This is why I don't run a tor endpoint; possibly objectionable traffic I don't control sourced from my network. All it takes is one horrible request to come from your IP and you're on a list
From the content hosting side (getting reamed by scrapers overloading infrastructure), the problem is that we have to be able to set "reasonable" ratelimits to share finite network uplink and server cpu resources between all of our real users and these scrapers.
When you can identify the nature of the traffic (quickly in realtime, based on simple deterministic rules), you can protect the resources: you can rate/concurrency -limit the AI scrapers in the name of saving resources for the real humans, effectively putting the scrapers in a lower priority band (which is how it generally worked for search engine scrapers before!).
The problem is they're using resiproxies to disperse and whitewash their traffic, making it extremely difficult to tell their requests apart from the legitimate human requests. They're basically lying to us about the origin, and thus denying us the ability to put them in a lower priority band than humans.
They may scrape us at, say, 25K reqs/second, but it's coming from 50K random residential eyeball IPs at an average rate of only 0.5 reqs/second/IP, and then they're intentionally lying with the UA and headers and other fingerprint details as best they can to "blend in" with the humans so that we can't differentiate.

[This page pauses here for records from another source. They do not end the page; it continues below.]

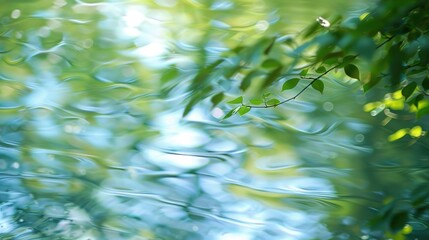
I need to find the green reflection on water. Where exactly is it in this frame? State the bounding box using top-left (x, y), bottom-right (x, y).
top-left (0, 0), bottom-right (429, 239)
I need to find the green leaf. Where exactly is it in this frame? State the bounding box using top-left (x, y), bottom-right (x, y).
top-left (363, 77), bottom-right (381, 92)
top-left (210, 92), bottom-right (224, 107)
top-left (222, 107), bottom-right (241, 120)
top-left (267, 98), bottom-right (280, 106)
top-left (387, 128), bottom-right (408, 142)
top-left (401, 82), bottom-right (417, 99)
top-left (344, 64), bottom-right (359, 80)
top-left (422, 77), bottom-right (429, 91)
top-left (282, 78), bottom-right (300, 91)
top-left (262, 66), bottom-right (283, 88)
top-left (228, 96), bottom-right (243, 104)
top-left (250, 98), bottom-right (264, 105)
top-left (389, 211), bottom-right (408, 232)
top-left (261, 59), bottom-right (282, 68)
top-left (311, 80), bottom-right (325, 94)
top-left (238, 106), bottom-right (252, 116)
top-left (316, 66), bottom-right (326, 73)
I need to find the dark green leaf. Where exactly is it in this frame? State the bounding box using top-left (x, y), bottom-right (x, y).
top-left (250, 98), bottom-right (264, 105)
top-left (238, 106), bottom-right (251, 116)
top-left (311, 80), bottom-right (325, 93)
top-left (363, 77), bottom-right (381, 92)
top-left (267, 98), bottom-right (280, 106)
top-left (228, 96), bottom-right (243, 104)
top-left (261, 59), bottom-right (282, 68)
top-left (316, 66), bottom-right (326, 73)
top-left (422, 77), bottom-right (429, 91)
top-left (401, 82), bottom-right (417, 99)
top-left (282, 78), bottom-right (300, 91)
top-left (262, 66), bottom-right (283, 88)
top-left (210, 92), bottom-right (224, 107)
top-left (389, 211), bottom-right (408, 232)
top-left (344, 64), bottom-right (359, 80)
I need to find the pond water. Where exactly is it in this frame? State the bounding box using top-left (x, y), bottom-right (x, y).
top-left (0, 0), bottom-right (429, 240)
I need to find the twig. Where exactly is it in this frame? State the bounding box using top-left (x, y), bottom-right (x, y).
top-left (241, 36), bottom-right (395, 108)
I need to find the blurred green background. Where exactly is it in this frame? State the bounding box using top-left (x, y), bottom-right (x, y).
top-left (0, 0), bottom-right (429, 240)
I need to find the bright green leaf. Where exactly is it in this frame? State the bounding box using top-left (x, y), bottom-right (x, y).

Let's do an analogy: Imagine if there was a neighborhood grocery store you and all your neighbors rely on for food. It's cheap because they keep their margins low, and more importantly the next store down the road is like 50 miles further away. That store 50 miles down the road also charges double the price. Now they've decided to play arbitrage: they load up 100 employees in the back of an air conditioned semi, clothe them to look like local shoppers, park it 3 blocks from your neighborhood store hidden inside a fenced property, and have them all go in and buy out all the inventory in the store over the course of a couple hours. The store just looks like it's having a great sales day at first. All these customers waiting in line, each getting just a few things at a time. But two hours later, the store shelves are empty, the semi is loaded up, and they're headed 50 miles back to double the price and sell it to someone else. You go in to buy some veggies to cook dinner and there's nothing to buy.
We've been playing this game with AI scrapers and resiproxies for way too long, and someone needs to hold them accountable for their fraud.
All the arguments you made applies to VPNs or tor as well. I'm sure rightsholders would be very happy if VPNs are banned, because that gets rid of one avenue for pirating with impunity. Same goes with every ad network ever, which has to fight click fraud.